For fleet drivers in diesel and petrol cars, using the last quarter’s Advisory Fuel Rates (AFRs) offered by HMRC for March to May has been a painful experience against rapidly escalating fuel prices.
The AFRs were set before pump prices went stratospheric and reached record levels. According to the RAC, a litre of unleaded increased by 11p a litre during May to end the month at an average of 174p a litre. Diesel hit record levels at 183p a litre.
The AFRs can be used to claim business mileage in a company car without incurring punitive fuel tax.

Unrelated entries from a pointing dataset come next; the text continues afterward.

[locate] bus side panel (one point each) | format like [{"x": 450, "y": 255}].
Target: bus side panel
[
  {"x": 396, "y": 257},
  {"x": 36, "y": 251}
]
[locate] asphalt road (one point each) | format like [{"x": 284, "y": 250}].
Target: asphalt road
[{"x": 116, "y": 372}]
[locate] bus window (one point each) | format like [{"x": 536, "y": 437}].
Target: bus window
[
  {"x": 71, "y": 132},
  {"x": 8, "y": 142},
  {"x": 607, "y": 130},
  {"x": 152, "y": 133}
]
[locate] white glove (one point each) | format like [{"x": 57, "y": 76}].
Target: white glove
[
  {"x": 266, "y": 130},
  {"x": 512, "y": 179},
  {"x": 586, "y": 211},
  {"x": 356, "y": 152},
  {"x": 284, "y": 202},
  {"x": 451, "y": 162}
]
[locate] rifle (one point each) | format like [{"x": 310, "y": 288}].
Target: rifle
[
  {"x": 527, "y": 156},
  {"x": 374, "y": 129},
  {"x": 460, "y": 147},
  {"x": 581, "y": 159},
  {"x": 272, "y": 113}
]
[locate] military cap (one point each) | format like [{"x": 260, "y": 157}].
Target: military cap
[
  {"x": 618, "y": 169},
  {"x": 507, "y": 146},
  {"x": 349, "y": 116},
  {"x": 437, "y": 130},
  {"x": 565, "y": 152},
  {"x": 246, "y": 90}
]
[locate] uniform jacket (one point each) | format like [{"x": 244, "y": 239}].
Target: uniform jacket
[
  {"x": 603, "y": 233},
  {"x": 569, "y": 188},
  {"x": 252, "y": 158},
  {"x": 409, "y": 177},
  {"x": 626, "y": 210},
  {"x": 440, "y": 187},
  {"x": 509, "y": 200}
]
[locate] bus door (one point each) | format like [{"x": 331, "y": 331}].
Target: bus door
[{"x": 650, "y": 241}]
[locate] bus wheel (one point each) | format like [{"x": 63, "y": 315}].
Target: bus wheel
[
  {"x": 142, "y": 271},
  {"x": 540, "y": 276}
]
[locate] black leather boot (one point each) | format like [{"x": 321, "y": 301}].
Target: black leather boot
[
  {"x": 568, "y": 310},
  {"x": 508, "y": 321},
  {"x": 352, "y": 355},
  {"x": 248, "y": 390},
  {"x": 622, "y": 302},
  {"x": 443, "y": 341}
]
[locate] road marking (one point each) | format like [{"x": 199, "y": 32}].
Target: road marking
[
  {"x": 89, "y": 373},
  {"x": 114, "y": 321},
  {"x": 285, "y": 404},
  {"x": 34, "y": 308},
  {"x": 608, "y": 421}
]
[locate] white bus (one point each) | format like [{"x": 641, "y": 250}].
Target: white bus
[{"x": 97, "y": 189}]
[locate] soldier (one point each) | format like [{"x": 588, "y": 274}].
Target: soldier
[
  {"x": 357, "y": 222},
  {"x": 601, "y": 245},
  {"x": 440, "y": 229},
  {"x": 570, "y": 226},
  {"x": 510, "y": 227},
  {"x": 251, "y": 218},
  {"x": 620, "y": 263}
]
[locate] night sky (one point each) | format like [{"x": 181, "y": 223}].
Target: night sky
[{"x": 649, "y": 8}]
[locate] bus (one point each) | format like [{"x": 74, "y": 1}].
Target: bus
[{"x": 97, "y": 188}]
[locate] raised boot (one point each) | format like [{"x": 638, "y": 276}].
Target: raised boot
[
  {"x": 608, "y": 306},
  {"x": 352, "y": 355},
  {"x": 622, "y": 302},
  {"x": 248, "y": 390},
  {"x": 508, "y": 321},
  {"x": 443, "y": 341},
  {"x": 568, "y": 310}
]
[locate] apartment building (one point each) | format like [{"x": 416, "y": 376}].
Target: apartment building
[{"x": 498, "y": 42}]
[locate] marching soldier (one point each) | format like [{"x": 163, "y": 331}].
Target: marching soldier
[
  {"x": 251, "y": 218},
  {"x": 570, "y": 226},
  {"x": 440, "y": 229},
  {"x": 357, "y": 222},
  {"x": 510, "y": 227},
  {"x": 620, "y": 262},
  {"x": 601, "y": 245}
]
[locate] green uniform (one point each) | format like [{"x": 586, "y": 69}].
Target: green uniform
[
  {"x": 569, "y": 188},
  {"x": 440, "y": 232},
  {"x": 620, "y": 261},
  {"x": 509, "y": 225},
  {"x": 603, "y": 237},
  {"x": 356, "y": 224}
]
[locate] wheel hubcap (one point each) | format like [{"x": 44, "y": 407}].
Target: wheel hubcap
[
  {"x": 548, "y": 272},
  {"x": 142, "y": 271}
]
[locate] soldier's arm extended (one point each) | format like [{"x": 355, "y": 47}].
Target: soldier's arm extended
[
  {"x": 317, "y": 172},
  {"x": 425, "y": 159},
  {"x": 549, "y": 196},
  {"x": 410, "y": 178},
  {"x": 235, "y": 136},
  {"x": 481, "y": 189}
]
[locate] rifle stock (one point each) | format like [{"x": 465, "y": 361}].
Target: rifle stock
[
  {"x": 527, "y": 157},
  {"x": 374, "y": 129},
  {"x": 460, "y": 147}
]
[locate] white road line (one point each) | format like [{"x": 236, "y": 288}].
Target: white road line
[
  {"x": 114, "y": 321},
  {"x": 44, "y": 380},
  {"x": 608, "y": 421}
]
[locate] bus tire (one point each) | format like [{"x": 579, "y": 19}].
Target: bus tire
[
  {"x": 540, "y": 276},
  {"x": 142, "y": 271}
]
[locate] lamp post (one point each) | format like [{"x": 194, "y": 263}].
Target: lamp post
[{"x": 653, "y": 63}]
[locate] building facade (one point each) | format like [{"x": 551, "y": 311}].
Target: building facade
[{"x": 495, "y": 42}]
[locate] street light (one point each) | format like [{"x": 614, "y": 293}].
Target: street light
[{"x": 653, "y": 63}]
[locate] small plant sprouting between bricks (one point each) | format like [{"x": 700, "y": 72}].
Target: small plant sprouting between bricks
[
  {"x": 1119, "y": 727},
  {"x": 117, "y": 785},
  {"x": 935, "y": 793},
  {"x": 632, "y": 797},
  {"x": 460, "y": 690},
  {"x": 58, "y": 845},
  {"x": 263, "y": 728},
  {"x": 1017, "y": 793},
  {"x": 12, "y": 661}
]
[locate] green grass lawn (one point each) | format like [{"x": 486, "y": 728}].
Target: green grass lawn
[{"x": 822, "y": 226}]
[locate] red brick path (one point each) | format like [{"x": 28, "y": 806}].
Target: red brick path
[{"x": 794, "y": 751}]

However, HMRC has announced a more realistic set of figures for use from June onwards that reflect real world pump prices.
HMRC Advisory Fuel Rates
|Diesel: engine size (cc)||Advisory Fuel Rate|
|Up to 1,600cc||13 pence|
|1,601cc – 2,000 cc||16 pence|
|Over 2,000cc||19 pence|
|Petrol: engine size (cc)||Advisory Fuel Rate|
|Up to 1,400cc||14 pence|
|1,401cc – 2,000 cc||17 pence|
|Over 2,000cc||25 pence|
Hybrid vehicles use the appropriate petrol or diesel rates; drivers of electric cars use the AER for electric vehicles of 5p a mile.
Commenting, Managing Director of CBVC Vehicle Management, Mike Manners, said:
Now, more than ever, fleets need to be vigilant over fleet fuel costs. If you do not have proper fleet fuel management systems in place, then now really is the moment to do it.
It’s also crucial to explain to fleet drivers they should avoid expensive fill ups at motorway services and use cheaper supermarkets instead. It may also be worth reviewing if trips are necessary and whether an online meeting might be more appropriate and cost effective.